Generated by GPT-5-mini| Lickey Incline Working Group | |
|---|---|
| Name | Lickey Incline Working Group |
| Formation | 1970s |
| Type | Volunteer preservation group |
| Location | Worcestershire, England |
| Region served | United Kingdom |
| Leader title | Chair |
Lickey Incline Working Group is a volunteer-led organisation dedicated to the study, documentation, preservation, and public interpretation of the Lickey Incline, the steepest sustained main-line railway gradient in the United Kingdom. The group engages with railway heritage organisations, local authorities, preservation societies, and national archives to conserve physical artefacts, photographic records, and oral histories relating to the incline and associated operations. Its work intersects with broader transport heritage networks and influences regional cultural tourism and industrial archaeology programmes.
Founded in the late 20th century, the group emerged amid a resurgence of interest in British railway preservation associated with organisations such as the National Railway Museum, Severn Valley Railway, and Bluebell Railway. Early members included former employees of the Great Western Railway and the British Rail regional depots who sought to document operational practices on gradients like the Lickey Incline and incidents linked to the route through Birmingham and Worcester. The group developed links with academic researchers at institutions such as the University of Birmingham and the University of Oxford for studies in industrial archaeology and transport history. Over subsequent decades it collaborated with local councils including Wychavon District Council and heritage trusts including the Heritage Railway Association to stabilise artefacts and secure archival materials.

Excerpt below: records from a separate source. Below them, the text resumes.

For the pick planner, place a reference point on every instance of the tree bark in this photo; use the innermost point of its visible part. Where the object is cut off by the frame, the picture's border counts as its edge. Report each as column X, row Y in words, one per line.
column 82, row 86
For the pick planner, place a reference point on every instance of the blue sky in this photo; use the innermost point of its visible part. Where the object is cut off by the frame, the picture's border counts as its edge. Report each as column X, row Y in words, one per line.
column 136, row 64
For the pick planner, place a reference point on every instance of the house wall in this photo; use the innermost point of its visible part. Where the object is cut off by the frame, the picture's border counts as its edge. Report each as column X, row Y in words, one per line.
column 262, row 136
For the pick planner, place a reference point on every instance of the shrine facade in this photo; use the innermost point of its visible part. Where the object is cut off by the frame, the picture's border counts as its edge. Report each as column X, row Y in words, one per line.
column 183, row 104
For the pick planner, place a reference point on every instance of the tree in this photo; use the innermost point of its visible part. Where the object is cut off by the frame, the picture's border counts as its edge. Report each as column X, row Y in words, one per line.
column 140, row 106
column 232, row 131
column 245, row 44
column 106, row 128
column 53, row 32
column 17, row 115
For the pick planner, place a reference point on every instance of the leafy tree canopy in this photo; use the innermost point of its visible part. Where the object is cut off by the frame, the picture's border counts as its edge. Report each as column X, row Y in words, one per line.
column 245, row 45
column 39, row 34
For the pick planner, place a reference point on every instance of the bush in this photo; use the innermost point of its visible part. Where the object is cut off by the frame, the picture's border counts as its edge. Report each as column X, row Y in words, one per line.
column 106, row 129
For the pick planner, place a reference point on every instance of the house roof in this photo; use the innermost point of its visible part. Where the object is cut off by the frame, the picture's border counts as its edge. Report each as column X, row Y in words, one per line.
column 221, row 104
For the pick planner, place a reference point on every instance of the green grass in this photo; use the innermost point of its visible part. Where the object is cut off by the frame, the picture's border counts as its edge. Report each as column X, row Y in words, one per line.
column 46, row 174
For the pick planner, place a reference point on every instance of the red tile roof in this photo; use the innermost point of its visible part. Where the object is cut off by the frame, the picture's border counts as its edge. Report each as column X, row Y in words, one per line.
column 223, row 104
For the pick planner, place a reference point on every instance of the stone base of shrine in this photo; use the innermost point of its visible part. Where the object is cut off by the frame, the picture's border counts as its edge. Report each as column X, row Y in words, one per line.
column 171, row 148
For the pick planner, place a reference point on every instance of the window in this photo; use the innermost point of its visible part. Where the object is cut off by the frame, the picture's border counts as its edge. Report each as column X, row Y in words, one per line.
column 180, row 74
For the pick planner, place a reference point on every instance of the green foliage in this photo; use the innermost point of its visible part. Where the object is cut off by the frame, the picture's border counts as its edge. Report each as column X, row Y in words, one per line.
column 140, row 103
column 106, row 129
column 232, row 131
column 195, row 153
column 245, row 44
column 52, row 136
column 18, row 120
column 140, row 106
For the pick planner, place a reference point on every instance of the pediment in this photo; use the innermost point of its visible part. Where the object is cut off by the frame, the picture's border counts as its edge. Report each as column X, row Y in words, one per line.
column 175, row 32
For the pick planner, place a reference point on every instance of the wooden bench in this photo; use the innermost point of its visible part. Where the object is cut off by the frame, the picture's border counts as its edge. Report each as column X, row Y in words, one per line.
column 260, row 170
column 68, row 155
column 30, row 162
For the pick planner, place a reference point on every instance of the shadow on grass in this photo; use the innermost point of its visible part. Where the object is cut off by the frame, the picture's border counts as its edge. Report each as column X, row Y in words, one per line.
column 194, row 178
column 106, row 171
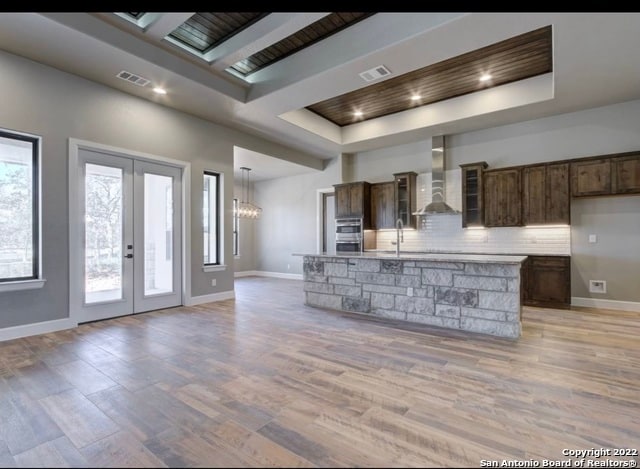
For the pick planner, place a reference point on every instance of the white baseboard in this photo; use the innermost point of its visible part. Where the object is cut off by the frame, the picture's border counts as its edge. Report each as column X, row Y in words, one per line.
column 605, row 304
column 16, row 332
column 246, row 273
column 198, row 300
column 262, row 273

The group's governance typically follows a committee model with roles comparable to those in volunteer organisations such as the National Trust and the Railway Benevolent Institution. Membership draws from former railway staff, enthusiasts connected to the Railway Correspondence and Travel Society, historians from the Institute of Historical Research, and volunteers from community groups active in Redditch and Bromsgrove. It liaises with national bodies including the Department for Transport on matters of access and safety and consults with the Office of Rail and Road when projects touch the operational railway. Strategic partnerships have been formed with museums such as the Thinktank, Birmingham Science Museum and archives including the The National Archives (United Kingdom).
Activities include field surveys, photographic cataloguing, oral history collection, and maintenance of static exhibits similar to those curated by the National Railway Museum. Projects have involved conservation of signal boxes, preservation of locomotive and banker engine records, and interpretation panels for sites near Blackwell and Barnt Green. The group has mounted collaborative excavations with archaeology units from the Worcestershire County Council Historic Environment Record and organised volunteer workdays modelled on practices used by the Bluebell Railway conservation teams. It also undertakes advocacy campaigns that engage MPs from constituencies such as Bromsgrove (UK Parliament constituency) and liaises with transport bodies like Network Rail to negotiate access and display permissions.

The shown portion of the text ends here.